Old Masters in London Reach an All-Time High
LONDON – Christie’s December 13 sale of Old Master pictures realized a record total of $81.15 million, the highest ever sale total for an auction in this category.
A total of 18 auction record prices were established for Brescianino, Bassano, Cabel, Errard, Naiveu, Pasqualino, Pater, Verelst and Watteau, among others.
Buying activity by lot broke down as 82.5 percent UK and Europe, 15 percent American and 2.5 percent from other parts of the world.
The top lot was Rembrandt’s “Portrait of an Old Lady, Aged 62,” which sold for $28,675,830, establishing a new world record price at auction for the famous Seventeenth Century Dutch artist as well as becoming the second most expensive Old Master picture ever sold. Paintings form the collection of the late Baroness Batsheva de Rothschild, including masterpieces by Watteau and Fragonard, realized $43.4 million. Ten works of art sold for over $1.45 million apiece.
The bidding was fast and furious for the Rembrandt masterpiece as Lord Hindlip, Christie’s chairman and the auctioneer of the sale, took bids from clients in the room and on the telephone. When the hammer finally came down cheers and applause broke through the firm’s Great Room as the successful client, Robert Noortmann, a member of the European trade, lifted his paddle to seal the winning bid.
Noortman, who owns a gallery in Maastricht, told the Associated Press he was proud to be bringing the masterpiece back to the Netherlands, and that he had fallen in love with its subject matter.
“You can tell that the woman in this painting must have been someone Rembrandt really liked, because it is so intimate,” he said. “There is such feeling in it that you fall in love with the old lady just looking at it.
“I fell in love with her even though she’s meant to be 62 – and my wife didn’t even mind,” AP reported.

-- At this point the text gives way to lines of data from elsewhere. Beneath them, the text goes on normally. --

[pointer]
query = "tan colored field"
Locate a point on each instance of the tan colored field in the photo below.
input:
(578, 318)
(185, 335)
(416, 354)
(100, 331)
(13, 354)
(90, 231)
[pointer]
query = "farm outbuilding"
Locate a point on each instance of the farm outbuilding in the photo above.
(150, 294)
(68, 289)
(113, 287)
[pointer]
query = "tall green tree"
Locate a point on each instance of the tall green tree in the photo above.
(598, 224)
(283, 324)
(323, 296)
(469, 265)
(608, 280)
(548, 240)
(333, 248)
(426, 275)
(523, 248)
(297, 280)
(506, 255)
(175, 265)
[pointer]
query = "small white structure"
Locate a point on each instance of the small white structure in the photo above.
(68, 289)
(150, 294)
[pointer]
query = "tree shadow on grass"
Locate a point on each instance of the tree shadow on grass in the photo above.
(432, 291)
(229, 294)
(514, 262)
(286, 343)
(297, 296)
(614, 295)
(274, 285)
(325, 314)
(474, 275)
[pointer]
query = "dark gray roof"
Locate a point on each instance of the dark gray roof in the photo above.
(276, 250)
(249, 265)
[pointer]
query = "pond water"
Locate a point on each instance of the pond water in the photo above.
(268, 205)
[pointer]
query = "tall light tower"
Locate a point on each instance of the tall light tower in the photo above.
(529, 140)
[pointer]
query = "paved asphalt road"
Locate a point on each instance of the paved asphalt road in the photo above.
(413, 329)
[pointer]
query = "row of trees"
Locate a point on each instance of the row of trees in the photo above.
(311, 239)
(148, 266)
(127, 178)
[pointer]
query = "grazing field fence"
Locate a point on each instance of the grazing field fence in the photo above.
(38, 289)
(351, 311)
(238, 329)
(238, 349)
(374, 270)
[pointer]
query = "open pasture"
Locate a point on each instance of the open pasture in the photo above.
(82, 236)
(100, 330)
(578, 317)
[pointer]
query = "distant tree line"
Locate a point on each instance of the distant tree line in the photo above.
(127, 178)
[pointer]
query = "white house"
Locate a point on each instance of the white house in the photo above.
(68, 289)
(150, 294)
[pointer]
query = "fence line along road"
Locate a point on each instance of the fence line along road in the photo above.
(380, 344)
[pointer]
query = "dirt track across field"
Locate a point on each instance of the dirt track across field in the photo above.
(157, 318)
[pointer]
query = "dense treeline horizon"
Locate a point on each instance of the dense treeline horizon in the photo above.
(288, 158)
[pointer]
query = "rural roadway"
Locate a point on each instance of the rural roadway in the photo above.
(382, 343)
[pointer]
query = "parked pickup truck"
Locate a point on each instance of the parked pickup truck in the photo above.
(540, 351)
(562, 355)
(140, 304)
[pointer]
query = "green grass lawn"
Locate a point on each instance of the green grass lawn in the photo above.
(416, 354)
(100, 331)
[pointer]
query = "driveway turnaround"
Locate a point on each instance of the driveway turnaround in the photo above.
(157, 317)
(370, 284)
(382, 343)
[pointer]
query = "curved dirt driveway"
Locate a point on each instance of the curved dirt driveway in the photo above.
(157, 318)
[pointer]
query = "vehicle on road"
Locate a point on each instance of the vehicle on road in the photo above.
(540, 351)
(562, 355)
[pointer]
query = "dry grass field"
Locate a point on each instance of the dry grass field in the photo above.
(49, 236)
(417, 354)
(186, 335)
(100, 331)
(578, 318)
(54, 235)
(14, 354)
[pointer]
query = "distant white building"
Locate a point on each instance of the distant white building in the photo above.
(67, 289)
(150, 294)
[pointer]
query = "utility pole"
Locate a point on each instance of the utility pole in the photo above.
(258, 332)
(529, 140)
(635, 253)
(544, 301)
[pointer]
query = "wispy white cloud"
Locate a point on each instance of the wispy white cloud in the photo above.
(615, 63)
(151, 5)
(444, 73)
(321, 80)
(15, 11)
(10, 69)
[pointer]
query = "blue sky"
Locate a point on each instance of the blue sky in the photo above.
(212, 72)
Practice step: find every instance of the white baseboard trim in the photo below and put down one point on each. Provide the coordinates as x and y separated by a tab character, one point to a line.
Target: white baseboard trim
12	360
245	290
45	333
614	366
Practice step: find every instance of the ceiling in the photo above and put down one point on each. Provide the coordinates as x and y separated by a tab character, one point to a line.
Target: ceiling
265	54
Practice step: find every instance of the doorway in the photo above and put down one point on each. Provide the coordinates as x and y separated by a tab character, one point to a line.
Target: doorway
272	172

The final fee, including a premium and tax, eclipsed the $9 million paid in 1998 at a New York Sotheby’s auction for “Portrait of a Bearded Man in a Red Coat.”
“It is the best Rembrandt to come up at auction for decades and he was one of our greatest painters, so I am very happy,” Noortman told AP. “I knew it was going to go for more than Christie’s thought, but it’s only money.”
Signed and dated 1632, the oil on oval panel by Rembrandt was one of the most important works by the artist to appear at auction in recent years. In excellent condition, the painting displays the full technical mastery of the artist as he presented a lively elderly lady and dates to Rembrandt’s early, established career in Amsterdam.
Recent research conducted by Christie’s has suggested the sitter in the work was Aeltje Pictersdr Uylenburgh, the sister of Hendrick and Saskia’s aunt. Rembrandt is known to have painted both Aeltje, who was born in 1570, and her husband, the Calvinist clergyman Johannes Cornelisz Sylvius.
Two exquisite tondos by Jean-Honore Fragonard (1732-1806) depicting a blonde woman holding a dove, and a brunette playing with a cat and a dog were highly sought after by collectors, selling for $5,102,390 and $3,668,870 respectively. The two pictures were also a part of the collection of the later Baroness Batsheva de Rothschild and have long been regarded as portraits of the sisters Marie-Catherine and Marie-Madeleine Colombe, the Venetian born actresses at the Comedie Italienne who took late Eighteenth Century Paris by storm.
Among the other true rarities in the sale from the French pictures in the late Baroness Rothschild’s collection was a magnificent paintings by Antoine Watteau (1684-1721), “Le Conteur: The Italian Comedians in a Landscape.” Executed during the height of his career, the painting sold for $3,509,590, and was among the last of the great artist’s paintings remaining in private hands.
Further highlights of the sale from other collections included “The Campo Santi Giovanni e Paolo, Venice” by Giovanni Antonio Canal, Il Canaletto (1697-1768), which sold for $11,155,030, the highest price ever paid for a Venetian view painted by the artist.
An important panel by Domenikos Theotokopoulos, El Greco (circa 1541-1614), “The Flight into Egypt,” circa 1570 (est $1,7/2,6000,000), sold for $1,916,790. The work dates from the period of El Greco’s second sojourn in Venice when he returned from Rome to La Serenissima before his final departure for Spain in 1576.
A set of four paintings, “The Four Elements,” by Joachim Beuckelaer (1534-1574), estimated at $2.17 to $2.9 million, unprecedented at auction and that were for nearly 100 years considered lost, only to be rediscovered in the late 1980s, sold for a record $4,305,990. Each scene not only reveals the artist’s brilliant handling of the brush and his vivid sense of color but is also imbued with Beuckelaer’s idiosyncratic approach, seen best in the lively details.